Why does my screen look yellow or blue?

A tint can come from display mode, white point, Night Shift, Night Light, True Tone, adaptive color, eye comfort settings, HDR, color filters, or a custom profile. Turn those settings off or note them before assuming the display is defective.

Why does my gray screen look uneven?

Gray can reveal panel uniformity, tint, banding, clouding, or image retention. If it looks like edge glow, use the Backlight Bleed Test. If it looks like a persistent UI shadow, use the Burn-In Test.

Is a color issue the same as a dead pixel?

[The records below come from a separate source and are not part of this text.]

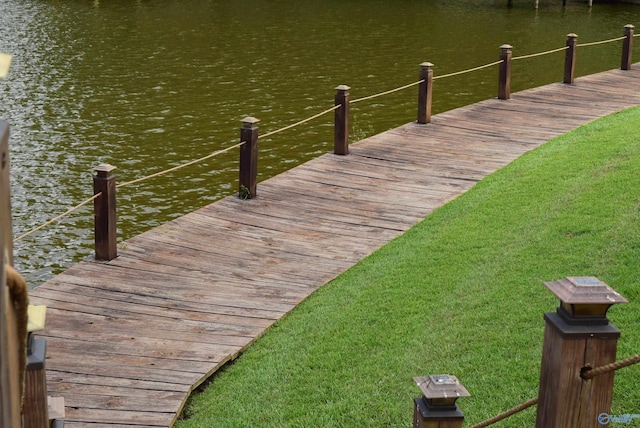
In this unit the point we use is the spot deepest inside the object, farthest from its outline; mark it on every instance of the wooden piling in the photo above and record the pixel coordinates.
(9, 366)
(578, 335)
(248, 184)
(104, 207)
(504, 78)
(570, 58)
(627, 47)
(425, 89)
(341, 121)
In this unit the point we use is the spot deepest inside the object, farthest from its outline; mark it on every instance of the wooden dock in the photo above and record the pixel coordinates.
(129, 339)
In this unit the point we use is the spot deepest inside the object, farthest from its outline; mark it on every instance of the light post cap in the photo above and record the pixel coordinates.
(250, 121)
(584, 297)
(104, 169)
(441, 390)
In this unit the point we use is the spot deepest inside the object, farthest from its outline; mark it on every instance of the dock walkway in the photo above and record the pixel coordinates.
(129, 339)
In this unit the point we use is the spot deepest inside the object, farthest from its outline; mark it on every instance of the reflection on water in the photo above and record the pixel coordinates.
(146, 85)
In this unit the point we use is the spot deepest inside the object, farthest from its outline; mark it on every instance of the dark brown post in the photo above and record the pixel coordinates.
(424, 92)
(9, 356)
(437, 407)
(36, 415)
(504, 84)
(341, 122)
(577, 336)
(5, 192)
(104, 207)
(627, 47)
(248, 185)
(570, 58)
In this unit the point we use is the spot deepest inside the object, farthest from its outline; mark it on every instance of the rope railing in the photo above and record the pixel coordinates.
(590, 373)
(564, 48)
(55, 219)
(293, 125)
(581, 45)
(167, 171)
(177, 167)
(586, 374)
(457, 73)
(369, 97)
(505, 415)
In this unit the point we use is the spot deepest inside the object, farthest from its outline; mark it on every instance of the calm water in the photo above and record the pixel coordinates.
(146, 85)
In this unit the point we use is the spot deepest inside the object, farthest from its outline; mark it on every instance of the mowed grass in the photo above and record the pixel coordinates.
(461, 293)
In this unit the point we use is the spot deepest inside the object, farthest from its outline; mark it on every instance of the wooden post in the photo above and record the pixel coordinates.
(104, 207)
(425, 89)
(341, 121)
(437, 407)
(627, 47)
(570, 58)
(36, 415)
(248, 185)
(9, 361)
(576, 336)
(504, 84)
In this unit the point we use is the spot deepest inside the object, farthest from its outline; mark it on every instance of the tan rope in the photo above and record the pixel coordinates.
(387, 92)
(268, 134)
(564, 48)
(175, 168)
(53, 220)
(508, 413)
(601, 42)
(591, 373)
(468, 71)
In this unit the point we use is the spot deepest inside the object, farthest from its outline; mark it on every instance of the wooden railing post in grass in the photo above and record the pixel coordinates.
(248, 184)
(425, 89)
(504, 78)
(627, 47)
(341, 121)
(437, 407)
(570, 58)
(36, 413)
(104, 207)
(577, 336)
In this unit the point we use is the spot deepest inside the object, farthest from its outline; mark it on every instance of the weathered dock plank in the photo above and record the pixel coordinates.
(129, 339)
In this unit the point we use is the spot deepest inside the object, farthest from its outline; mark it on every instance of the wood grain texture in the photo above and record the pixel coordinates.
(129, 339)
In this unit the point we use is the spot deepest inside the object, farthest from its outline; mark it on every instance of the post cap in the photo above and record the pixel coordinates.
(441, 390)
(584, 297)
(250, 121)
(104, 169)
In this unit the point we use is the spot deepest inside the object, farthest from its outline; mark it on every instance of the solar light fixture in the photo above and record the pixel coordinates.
(438, 402)
(584, 299)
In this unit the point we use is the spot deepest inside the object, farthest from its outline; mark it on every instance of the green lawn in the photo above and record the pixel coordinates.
(461, 293)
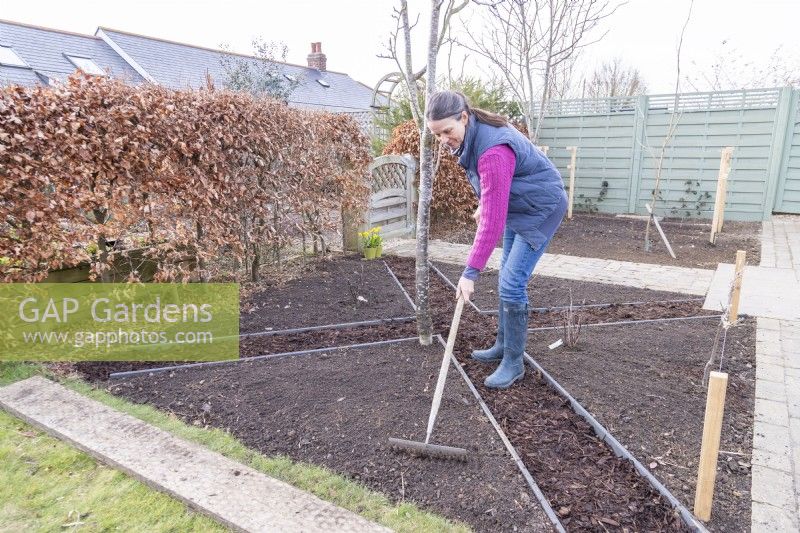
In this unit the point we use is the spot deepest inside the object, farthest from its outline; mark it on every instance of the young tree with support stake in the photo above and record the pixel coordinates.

No. A dead or stuck pixel is a tiny individual dot. A color issue usually affects an area, the whole screen, or a transition between tones.

Is black-screen glow a color problem or backlight bleed?

Black-screen glow is usually better handled as a backlight bleed, IPS glow, or dark-screen uniformity question. Use the Backlight Bleed Test if the glow comes from corners, edges, or cloudy dark patches.

Is a ghost image a color problem or burn-in?

A persistent taskbar, logo, keyboard, or app shadow is closer to image retention or burn-in than a general color issue. Use the Burn-In Test to inspect that symptom.

Can a browser test prove warranty coverage?

No. It can help document what you see, but manufacturer and retailer policies vary by product, region, warranty, display type, and severity. Check the official support page for your device.

How should I document a display color problem?

Record the model, brightness, display mode, HDR status, color profile, browser or app, room lighting, and which test screen shows the issue. Take photos that match what your eyes see and include normal-content examples if the issue affects real use.